Pool Association of Uganda
- Sport: Pool
- Jurisdiction: National
- Founded: 2003
- Headquarters: Kanjokya, Kampala, Uganda
- Chairman: Bob Trubish
- Uganda

= Pool Association of Uganda =

National sport-governing body

The Pool Association of Uganda (PAU) is the official governing body of pool in Uganda. In 2003, the PAU was registered by the National Council of Sports (NCS) becoming a recognized authority for the sport in Uganda and it is affiliated internationally with the World Pool-Billiard Association (WPA).

== History ==
Efforts to establish the Pool Association of Uganda (PAU) began in the late 1990s. In 1999, Adam Ssebi established Hotline Pool Club in Ntinda, the first organized pool club in Uganda. This inspired the creation of other clubs, including Happy Holiday Pool Club in Nateete and Pool Joint in Nakulabye. By 2000, enthusiasts like Caster Ssemwogere and Robert Kayanja came together to form the Uganda Pool Association (UPA) and organized a six-team league, despite not being officially registered.

After disputes over unawarded prizes, they submitted a constitution to the National Council of Sports in 2001, leading to PAU’s official registration in 2002, with Ssebi elected as the first chairman during the association's assembly at Rock Catalina.

== Governance ==
Adam Ssebi served as interim chairman of the Uganda Pool Association (UPA) until 2002 and later served as Pool Association of Uganda (PAU) chairman from 2004 to 2006. In 2006, Bob Menani took over as chairman, serving until 2009, followed by Godfrey Mabirizi, who chaired the association from 2009 to 2010.

From 2011 to 2016, Farouk Wamala Kisuze led the PAU as chairman. In 2017, Bob Trubish was elected chairman, succeeding Kisuze, and served until 2019. Following his departure, Adam Ssebi was appointed again as interim chairman. In 2020, Bob Trubish was re-elected as PAU chairman, a position he continues to hold.

== Activities ==
Pool Association of Uganda coordinates competitive pool events at national and regional levels and this includes: National championships for different categories (men, women, juniors), regional leagues and club competitions, providing a structured competitive calendar and Inter-club tournaments something that encourages talent discovery.

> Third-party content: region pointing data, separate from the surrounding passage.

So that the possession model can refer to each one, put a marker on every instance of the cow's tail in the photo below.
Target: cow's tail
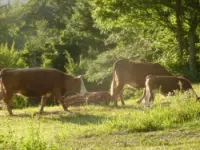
(113, 84)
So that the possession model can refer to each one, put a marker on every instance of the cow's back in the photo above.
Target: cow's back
(32, 81)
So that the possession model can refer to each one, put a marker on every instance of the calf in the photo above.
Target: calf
(94, 97)
(133, 74)
(165, 84)
(34, 82)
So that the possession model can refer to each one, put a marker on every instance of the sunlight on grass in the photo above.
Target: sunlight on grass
(56, 129)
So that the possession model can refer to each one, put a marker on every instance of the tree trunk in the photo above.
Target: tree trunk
(192, 41)
(179, 32)
(192, 51)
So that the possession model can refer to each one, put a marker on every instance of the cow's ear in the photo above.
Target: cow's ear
(79, 76)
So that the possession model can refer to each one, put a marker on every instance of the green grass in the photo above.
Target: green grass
(172, 123)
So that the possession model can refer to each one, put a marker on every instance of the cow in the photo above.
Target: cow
(89, 97)
(134, 74)
(166, 85)
(42, 82)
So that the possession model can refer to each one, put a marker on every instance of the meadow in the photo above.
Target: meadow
(172, 123)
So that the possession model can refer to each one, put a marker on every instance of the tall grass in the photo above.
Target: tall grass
(59, 131)
(183, 108)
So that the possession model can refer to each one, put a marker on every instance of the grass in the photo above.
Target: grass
(172, 123)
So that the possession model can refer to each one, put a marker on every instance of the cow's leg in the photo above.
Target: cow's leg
(117, 92)
(121, 97)
(59, 97)
(9, 103)
(142, 97)
(149, 98)
(43, 103)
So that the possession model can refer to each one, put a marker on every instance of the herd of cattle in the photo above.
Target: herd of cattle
(54, 83)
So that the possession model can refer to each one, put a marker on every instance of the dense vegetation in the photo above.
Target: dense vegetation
(87, 36)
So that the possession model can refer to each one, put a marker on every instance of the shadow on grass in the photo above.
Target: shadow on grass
(81, 119)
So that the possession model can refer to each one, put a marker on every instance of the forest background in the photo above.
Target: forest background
(87, 36)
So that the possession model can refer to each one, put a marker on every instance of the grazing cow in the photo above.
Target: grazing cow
(165, 85)
(88, 97)
(133, 74)
(38, 82)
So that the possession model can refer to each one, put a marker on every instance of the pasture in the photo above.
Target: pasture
(172, 123)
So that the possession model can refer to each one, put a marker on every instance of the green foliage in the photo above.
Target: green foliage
(9, 57)
(20, 102)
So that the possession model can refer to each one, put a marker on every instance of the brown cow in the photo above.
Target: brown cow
(38, 82)
(88, 97)
(165, 85)
(133, 74)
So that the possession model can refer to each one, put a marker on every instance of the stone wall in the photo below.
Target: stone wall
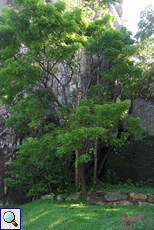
(120, 198)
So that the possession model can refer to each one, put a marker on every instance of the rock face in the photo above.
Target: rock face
(116, 196)
(144, 109)
(138, 196)
(120, 198)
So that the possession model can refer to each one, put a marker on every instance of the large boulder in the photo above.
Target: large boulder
(115, 196)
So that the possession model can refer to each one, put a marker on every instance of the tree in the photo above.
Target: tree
(40, 47)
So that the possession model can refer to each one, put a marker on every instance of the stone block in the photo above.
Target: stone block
(115, 196)
(48, 197)
(125, 203)
(138, 196)
(75, 196)
(143, 203)
(150, 198)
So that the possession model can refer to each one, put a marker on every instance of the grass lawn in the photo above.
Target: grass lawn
(43, 215)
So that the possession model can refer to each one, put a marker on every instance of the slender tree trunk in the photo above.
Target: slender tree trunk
(82, 179)
(76, 168)
(95, 160)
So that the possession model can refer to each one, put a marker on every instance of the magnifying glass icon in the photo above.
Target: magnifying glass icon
(9, 217)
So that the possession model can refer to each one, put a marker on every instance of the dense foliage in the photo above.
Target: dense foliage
(42, 47)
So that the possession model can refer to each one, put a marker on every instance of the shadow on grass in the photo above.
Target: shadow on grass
(43, 215)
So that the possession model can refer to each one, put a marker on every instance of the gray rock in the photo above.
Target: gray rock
(115, 196)
(150, 198)
(101, 203)
(60, 197)
(143, 203)
(138, 196)
(48, 197)
(125, 203)
(75, 196)
(95, 200)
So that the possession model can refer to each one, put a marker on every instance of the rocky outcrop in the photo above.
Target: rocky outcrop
(111, 198)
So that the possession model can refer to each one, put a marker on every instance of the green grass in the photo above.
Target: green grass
(43, 215)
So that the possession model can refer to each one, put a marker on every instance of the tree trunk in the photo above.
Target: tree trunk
(95, 160)
(76, 168)
(82, 179)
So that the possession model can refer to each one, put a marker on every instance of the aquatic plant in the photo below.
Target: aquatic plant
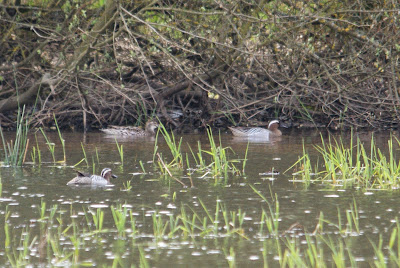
(120, 152)
(50, 145)
(66, 239)
(351, 165)
(15, 152)
(61, 140)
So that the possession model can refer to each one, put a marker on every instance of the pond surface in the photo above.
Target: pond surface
(219, 222)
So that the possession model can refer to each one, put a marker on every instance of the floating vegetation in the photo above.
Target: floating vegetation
(350, 166)
(71, 237)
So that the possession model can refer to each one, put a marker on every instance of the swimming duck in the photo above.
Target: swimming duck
(149, 130)
(258, 132)
(87, 179)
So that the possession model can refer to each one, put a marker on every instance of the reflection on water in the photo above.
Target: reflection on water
(32, 193)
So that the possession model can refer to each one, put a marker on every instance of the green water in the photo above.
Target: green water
(24, 190)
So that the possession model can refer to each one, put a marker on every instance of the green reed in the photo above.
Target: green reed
(351, 165)
(98, 220)
(120, 151)
(36, 153)
(173, 145)
(120, 215)
(142, 166)
(317, 249)
(127, 186)
(50, 145)
(15, 152)
(61, 140)
(84, 156)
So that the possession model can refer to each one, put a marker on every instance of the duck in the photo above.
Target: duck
(271, 132)
(87, 179)
(149, 130)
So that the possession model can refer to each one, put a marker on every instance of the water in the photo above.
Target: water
(26, 189)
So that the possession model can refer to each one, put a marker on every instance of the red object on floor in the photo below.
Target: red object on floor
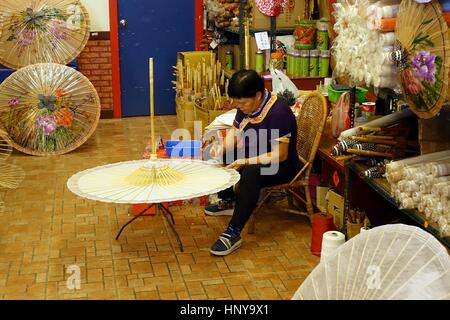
(320, 224)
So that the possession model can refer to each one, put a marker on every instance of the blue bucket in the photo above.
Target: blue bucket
(183, 148)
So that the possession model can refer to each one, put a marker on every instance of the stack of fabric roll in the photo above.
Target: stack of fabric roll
(362, 47)
(423, 183)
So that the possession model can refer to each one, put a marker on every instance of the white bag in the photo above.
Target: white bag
(281, 82)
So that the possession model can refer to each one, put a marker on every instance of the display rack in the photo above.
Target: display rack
(382, 187)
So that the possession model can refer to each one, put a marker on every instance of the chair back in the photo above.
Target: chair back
(310, 124)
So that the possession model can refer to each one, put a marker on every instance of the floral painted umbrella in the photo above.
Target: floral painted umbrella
(48, 109)
(422, 56)
(34, 31)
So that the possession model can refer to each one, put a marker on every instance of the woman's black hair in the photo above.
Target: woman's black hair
(245, 84)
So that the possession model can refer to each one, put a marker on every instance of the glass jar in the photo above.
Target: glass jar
(324, 63)
(289, 64)
(276, 61)
(229, 60)
(304, 63)
(313, 63)
(322, 36)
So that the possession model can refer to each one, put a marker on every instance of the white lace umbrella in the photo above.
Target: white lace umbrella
(389, 262)
(33, 31)
(152, 181)
(136, 181)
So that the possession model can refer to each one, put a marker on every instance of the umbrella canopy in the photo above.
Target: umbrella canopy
(33, 31)
(136, 181)
(48, 109)
(422, 56)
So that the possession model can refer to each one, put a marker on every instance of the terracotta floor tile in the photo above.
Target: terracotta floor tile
(54, 229)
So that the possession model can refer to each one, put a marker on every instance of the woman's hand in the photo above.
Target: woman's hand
(238, 164)
(216, 151)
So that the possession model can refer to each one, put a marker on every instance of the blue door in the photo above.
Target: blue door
(158, 29)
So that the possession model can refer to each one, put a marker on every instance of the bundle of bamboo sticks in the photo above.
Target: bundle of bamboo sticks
(202, 82)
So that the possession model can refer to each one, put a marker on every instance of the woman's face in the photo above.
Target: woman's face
(248, 105)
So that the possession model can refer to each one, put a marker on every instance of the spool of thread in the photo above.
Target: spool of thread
(331, 241)
(320, 224)
(388, 38)
(386, 24)
(417, 196)
(436, 188)
(421, 207)
(408, 203)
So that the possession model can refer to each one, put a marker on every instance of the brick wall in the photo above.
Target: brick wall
(95, 63)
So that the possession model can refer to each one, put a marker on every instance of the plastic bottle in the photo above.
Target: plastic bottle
(324, 63)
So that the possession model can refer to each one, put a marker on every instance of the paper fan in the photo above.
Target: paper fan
(5, 147)
(136, 181)
(48, 109)
(385, 263)
(34, 31)
(422, 56)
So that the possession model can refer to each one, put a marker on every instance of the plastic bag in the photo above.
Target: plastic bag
(340, 118)
(281, 82)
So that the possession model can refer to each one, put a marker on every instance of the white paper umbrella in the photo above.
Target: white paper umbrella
(48, 109)
(137, 182)
(33, 31)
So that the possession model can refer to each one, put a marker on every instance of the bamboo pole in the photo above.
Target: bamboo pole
(247, 45)
(152, 110)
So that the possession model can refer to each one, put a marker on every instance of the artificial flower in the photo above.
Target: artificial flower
(13, 102)
(424, 67)
(47, 123)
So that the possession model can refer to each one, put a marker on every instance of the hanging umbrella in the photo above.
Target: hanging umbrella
(271, 8)
(151, 181)
(390, 262)
(33, 31)
(422, 56)
(5, 147)
(154, 181)
(48, 109)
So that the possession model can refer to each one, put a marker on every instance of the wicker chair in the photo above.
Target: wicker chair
(310, 123)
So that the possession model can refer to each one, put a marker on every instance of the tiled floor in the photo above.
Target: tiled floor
(45, 228)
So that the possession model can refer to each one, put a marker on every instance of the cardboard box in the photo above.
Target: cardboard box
(185, 114)
(286, 19)
(335, 207)
(434, 135)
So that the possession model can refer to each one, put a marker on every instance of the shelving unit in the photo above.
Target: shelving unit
(382, 188)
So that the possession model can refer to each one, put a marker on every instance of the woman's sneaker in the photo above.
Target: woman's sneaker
(222, 208)
(225, 245)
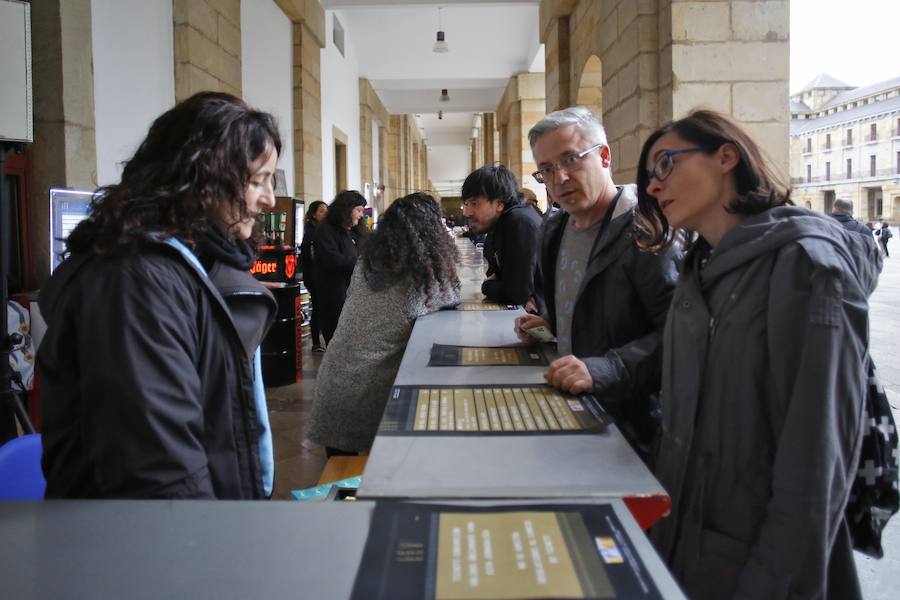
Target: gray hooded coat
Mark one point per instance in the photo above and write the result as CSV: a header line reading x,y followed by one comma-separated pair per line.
x,y
763,388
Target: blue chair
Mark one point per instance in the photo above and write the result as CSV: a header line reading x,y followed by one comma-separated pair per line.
x,y
21,477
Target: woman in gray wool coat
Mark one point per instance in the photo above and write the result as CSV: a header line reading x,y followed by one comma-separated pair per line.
x,y
763,373
407,269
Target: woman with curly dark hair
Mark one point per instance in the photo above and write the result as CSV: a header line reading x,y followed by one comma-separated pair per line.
x,y
314,216
407,269
763,370
150,363
334,247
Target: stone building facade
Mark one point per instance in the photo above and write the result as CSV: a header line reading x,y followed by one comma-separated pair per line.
x,y
845,143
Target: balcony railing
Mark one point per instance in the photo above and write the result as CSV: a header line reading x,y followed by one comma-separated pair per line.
x,y
879,173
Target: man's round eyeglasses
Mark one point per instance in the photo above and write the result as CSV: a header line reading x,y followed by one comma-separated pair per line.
x,y
569,163
664,164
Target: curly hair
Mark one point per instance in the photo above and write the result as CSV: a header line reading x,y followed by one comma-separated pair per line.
x,y
193,164
411,241
340,209
758,187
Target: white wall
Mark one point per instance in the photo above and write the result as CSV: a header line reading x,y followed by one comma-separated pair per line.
x,y
266,71
448,167
134,76
340,106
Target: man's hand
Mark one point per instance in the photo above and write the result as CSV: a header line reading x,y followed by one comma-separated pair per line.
x,y
569,375
526,322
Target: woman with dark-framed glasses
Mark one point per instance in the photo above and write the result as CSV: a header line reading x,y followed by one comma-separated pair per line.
x,y
763,376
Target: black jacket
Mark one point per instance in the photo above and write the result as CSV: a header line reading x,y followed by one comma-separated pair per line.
x,y
148,379
620,311
512,250
851,224
336,253
307,266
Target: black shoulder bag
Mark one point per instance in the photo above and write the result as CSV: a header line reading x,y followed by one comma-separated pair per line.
x,y
874,497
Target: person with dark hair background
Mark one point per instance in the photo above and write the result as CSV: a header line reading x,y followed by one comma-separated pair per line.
x,y
512,248
407,269
763,372
314,215
336,252
150,364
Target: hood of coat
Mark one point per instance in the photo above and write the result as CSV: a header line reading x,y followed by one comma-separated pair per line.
x,y
769,231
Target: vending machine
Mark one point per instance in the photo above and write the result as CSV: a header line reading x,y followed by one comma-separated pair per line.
x,y
276,268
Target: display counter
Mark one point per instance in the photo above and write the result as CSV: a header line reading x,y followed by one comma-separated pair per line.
x,y
590,465
218,549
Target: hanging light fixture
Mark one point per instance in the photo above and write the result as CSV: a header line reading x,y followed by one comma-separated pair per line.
x,y
440,46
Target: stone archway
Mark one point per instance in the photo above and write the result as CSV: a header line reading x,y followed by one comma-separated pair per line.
x,y
590,86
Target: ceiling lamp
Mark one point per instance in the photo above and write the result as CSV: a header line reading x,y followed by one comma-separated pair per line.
x,y
440,46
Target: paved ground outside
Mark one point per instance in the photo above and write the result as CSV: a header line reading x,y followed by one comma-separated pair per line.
x,y
881,578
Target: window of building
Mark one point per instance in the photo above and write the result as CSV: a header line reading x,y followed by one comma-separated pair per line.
x,y
337,35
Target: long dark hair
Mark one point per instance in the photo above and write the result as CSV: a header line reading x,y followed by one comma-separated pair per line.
x,y
411,241
311,211
194,161
339,212
758,188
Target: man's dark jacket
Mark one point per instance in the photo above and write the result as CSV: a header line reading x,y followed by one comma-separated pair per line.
x,y
148,378
335,252
851,224
513,251
620,311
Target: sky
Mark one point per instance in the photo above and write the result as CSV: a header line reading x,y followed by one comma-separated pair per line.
x,y
855,41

It conducts training camps and coaching clinics for players to improve on their technical skills as well as offering mentorship programs to help emerging players transition to competitive levels.

PAU organizes certification programs for referees and officials to ensure fair play and it conducts workshops on tournament management, rules, and officiating standards.

Pool Association of Uganda selects and prepares national teams for continental and global pool competitions and it coordinates with international pool bodies for tournaments, training, and exposure.